For many of the reasons you have mentioned, I am going
to back down and say that IRON-RANGER can be agnostic to
whatever IPvX/IPvY protocol combination gets used. I
still believe that the expanded address space of IPv6
will eventually steer new growth toward IPv6, but I
won't be so brave as to guess a timeframe for this.

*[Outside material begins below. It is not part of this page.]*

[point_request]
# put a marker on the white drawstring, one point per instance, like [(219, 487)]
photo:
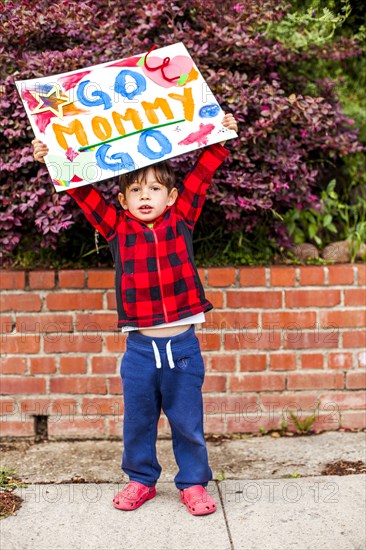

Still, one of the salient features of IRON-RANGER is
support for IPv6 transition.

> >> Then there are ways of using space more efficiently, as Ivip, LISP
> >> and probably IRON-RANGER could do, by slicing and dicing it into much
> >> smaller chunks than is possible with the /24 limit on prefixes in the
> >> DFZ.
> >
> > OK.
>
> So to me, a successful implementation of IRON-RANGER would be as good
> as Ivip or LISP in enabling really high levels of address utilization
> in IPv4.  This will considerably extend the ability of IPv4 to handle
> new users, including new end-user networks which need real global
> unicast space (not behind-NAT) because they are running servers.

Can do.

> >> I think that most growth in Internet usage will occur in the IPv4
> >> Internet for at least the rest of this decade.  The only time it
> >> would make sense to use IPv6 instead of direct IPv4 or IPv4 behind
> >> NAT would be for some service where it wasn't important to be able to
> >> connect to IPv4.  At present, you couldn't sell any such service. I
> >> guess that it may be possible to do this for large IP cell-phone
> >> deployments where there are enough IPv6 services available to do a
> >> reasonable subset of what people want in a hand-held device, and
> >> where tunneling to a server which provides behind-NAT IPv4
> >> connectivity would also be possible.
> >
> > I agree that the IPv4 Internet is not only not going away
> > but also continuing to grow. But, I still think that users
> > will want to have both IPv4 (behind NAT if necessary) and
> > IPv6 as we move forward from here.
>
> At present, there's only one scenario in which I can imagine there
> being a real demand among non-mobile customers for IPv6.  Let's say
> that one or more large mobile phone companies decides to make their
> new, or existing, 3G systems work with each MN having its own global
> unicast IPv6 address (or perhaps /64).   This would enable direct
> host-to-host connectivity between any of these MNs.  (Though carriers
> typically want to avoid this, to stop people running VoIP and instead
> to use their voice call services, for which they charge more than
> they can for basic IP connectivity).
>
> Now let's say there are hundreds of millions or billions of these
> MNs, each with its own global unicast IPv6 address.  That address
> could be stable as long as the MN is in the one carrier network.  If
> it roams to another network, it would probably get another address.
> However, the TTR Mobility system would fix this - and give each MN
> its own permanent /64, no matter how it connected to the Net, as long
> as it is via IPv6.  (I do not currently plan any connections between
> Ivip or TTR Mobility for IPv4 and IPv6 - best to keep them as
> separate systems.)
>
> In this situation, people on non-mobile networks would have a genuine
> reason to get native IPv6 connectivity.  Firstly, they might want to
> sell or give services to these MN users.  Secondly, from home, they
> might want to run a web-cam, file sharing, VPN or whatever which the
> MN could access directly, on a host-to-host basis, without mucking
> around with IPv4.
>
> So I can imagine this trend happening - but only once there are a
> substantial number of ordinary users with native IPv6 connectivity.
> I guess this is most likely to occur with cell-phones.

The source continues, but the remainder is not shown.